Lastly, you are basically using C++ to write your program. So, if you haven't already found it, this is an excellent reference: http://www.cplusplus.com/doc/tutorial/. Just ignore the cout stuff.

Best of luck, Sam

If you really want to have what is effectively a separate thread for each function, why not use a separate ATmega168 for each function? Just glancing at your code it looks like there isn't really any communication between the threads, so it should be very easy to implement it that way.

No apologies needed. You actually pointed me in the right direction.

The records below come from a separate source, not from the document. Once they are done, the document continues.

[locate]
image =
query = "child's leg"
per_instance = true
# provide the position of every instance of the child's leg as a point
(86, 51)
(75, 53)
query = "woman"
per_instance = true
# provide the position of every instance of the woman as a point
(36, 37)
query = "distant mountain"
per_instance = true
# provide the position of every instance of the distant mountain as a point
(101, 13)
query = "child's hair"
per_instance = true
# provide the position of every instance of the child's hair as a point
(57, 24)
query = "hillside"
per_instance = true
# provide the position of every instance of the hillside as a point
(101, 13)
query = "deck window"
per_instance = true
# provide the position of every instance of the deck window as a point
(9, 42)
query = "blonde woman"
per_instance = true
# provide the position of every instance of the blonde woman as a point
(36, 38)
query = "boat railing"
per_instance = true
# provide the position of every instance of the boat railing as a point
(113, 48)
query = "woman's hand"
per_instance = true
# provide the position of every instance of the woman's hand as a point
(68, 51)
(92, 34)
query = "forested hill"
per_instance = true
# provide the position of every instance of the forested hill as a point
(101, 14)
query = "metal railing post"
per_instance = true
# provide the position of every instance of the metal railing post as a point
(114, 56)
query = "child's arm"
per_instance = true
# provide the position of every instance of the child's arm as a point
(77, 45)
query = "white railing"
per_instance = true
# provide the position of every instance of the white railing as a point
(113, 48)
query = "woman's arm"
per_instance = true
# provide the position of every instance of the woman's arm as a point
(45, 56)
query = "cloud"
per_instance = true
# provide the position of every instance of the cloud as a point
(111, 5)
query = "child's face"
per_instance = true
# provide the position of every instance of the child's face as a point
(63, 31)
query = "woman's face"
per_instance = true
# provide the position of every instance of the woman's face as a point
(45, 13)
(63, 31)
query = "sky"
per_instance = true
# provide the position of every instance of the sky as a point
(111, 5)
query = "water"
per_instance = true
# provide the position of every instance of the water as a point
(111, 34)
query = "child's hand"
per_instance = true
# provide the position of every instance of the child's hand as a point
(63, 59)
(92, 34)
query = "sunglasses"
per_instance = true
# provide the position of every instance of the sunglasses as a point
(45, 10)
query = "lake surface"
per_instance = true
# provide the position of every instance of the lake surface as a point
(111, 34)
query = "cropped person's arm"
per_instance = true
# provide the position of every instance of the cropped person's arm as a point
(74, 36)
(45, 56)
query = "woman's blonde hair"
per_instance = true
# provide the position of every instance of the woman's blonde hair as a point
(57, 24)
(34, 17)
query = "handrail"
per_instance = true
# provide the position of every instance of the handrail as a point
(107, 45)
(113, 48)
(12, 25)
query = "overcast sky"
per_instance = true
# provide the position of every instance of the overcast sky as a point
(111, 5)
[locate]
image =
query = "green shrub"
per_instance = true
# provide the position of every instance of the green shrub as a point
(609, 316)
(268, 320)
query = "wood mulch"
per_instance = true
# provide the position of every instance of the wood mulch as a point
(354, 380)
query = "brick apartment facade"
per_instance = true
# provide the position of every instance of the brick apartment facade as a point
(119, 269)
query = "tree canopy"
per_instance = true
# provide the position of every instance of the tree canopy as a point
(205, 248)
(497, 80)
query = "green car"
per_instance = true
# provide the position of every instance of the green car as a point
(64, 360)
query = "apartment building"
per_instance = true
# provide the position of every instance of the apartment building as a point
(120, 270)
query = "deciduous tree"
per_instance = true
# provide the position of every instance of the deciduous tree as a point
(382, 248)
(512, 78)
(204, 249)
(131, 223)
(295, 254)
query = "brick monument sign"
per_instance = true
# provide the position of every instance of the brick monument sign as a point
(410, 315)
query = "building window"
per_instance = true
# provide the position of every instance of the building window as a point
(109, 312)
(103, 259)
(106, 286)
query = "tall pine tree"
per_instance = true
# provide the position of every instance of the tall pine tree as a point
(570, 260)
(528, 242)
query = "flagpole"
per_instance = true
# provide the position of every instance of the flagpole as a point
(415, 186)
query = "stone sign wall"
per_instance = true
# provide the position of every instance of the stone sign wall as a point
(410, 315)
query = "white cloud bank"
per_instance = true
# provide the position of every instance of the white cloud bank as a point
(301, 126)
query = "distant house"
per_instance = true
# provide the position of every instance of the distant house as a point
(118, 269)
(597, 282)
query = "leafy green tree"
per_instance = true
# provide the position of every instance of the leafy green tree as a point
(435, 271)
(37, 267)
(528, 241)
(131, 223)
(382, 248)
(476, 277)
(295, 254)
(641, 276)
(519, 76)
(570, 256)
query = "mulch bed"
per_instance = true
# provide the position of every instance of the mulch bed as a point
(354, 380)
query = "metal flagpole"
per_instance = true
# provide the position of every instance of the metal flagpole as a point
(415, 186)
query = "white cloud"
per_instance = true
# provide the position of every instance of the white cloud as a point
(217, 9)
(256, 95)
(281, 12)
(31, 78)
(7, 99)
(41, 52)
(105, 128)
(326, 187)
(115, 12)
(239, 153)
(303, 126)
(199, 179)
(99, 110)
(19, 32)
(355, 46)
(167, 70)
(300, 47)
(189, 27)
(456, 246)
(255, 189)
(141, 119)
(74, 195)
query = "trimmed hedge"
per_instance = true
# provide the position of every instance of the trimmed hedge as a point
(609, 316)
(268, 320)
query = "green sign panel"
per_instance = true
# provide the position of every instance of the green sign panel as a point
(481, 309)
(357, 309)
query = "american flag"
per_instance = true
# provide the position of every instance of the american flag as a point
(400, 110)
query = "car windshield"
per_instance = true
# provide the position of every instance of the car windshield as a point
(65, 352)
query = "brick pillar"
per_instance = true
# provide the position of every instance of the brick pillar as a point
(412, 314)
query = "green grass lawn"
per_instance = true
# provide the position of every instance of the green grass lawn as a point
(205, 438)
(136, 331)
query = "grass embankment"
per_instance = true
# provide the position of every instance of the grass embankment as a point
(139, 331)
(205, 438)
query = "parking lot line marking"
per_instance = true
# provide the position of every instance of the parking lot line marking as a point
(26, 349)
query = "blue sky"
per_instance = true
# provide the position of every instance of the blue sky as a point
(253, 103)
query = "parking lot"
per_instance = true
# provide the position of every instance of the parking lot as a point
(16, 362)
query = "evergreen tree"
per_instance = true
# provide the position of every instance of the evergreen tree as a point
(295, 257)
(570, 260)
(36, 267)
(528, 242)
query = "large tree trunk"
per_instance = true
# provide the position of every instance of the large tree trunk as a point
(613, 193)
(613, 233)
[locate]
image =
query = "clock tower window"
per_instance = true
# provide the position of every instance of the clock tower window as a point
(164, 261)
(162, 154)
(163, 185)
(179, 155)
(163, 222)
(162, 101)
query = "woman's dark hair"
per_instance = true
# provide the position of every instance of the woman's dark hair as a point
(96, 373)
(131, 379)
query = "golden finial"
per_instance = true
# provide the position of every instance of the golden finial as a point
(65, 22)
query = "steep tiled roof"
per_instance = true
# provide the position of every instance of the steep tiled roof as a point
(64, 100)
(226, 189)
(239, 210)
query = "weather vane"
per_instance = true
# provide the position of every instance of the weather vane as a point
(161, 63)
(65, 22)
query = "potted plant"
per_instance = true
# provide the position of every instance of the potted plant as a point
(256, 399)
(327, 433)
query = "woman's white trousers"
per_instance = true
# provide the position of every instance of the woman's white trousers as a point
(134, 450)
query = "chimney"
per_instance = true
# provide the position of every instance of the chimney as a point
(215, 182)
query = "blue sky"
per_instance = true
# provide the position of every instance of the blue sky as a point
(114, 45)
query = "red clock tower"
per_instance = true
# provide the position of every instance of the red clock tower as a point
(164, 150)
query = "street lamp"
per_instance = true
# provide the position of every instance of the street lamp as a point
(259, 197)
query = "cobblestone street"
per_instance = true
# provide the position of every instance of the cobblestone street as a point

I see what you were saying about the delay command, and I went back and implemented the millis in the flash portion. I am not going back and using the increment and decrement commands on my bargraph portions. I figured out how to use the millis and those 2 to make it work.

So all in all, i am using a common timer, but each function is based on it's own count.

I see what I need to do, and I am writing each portion in it's own section, testing it and moving on. When I get each section working, I will put them all together in the main routine and run just the one loop and the few millisecons will not affect me.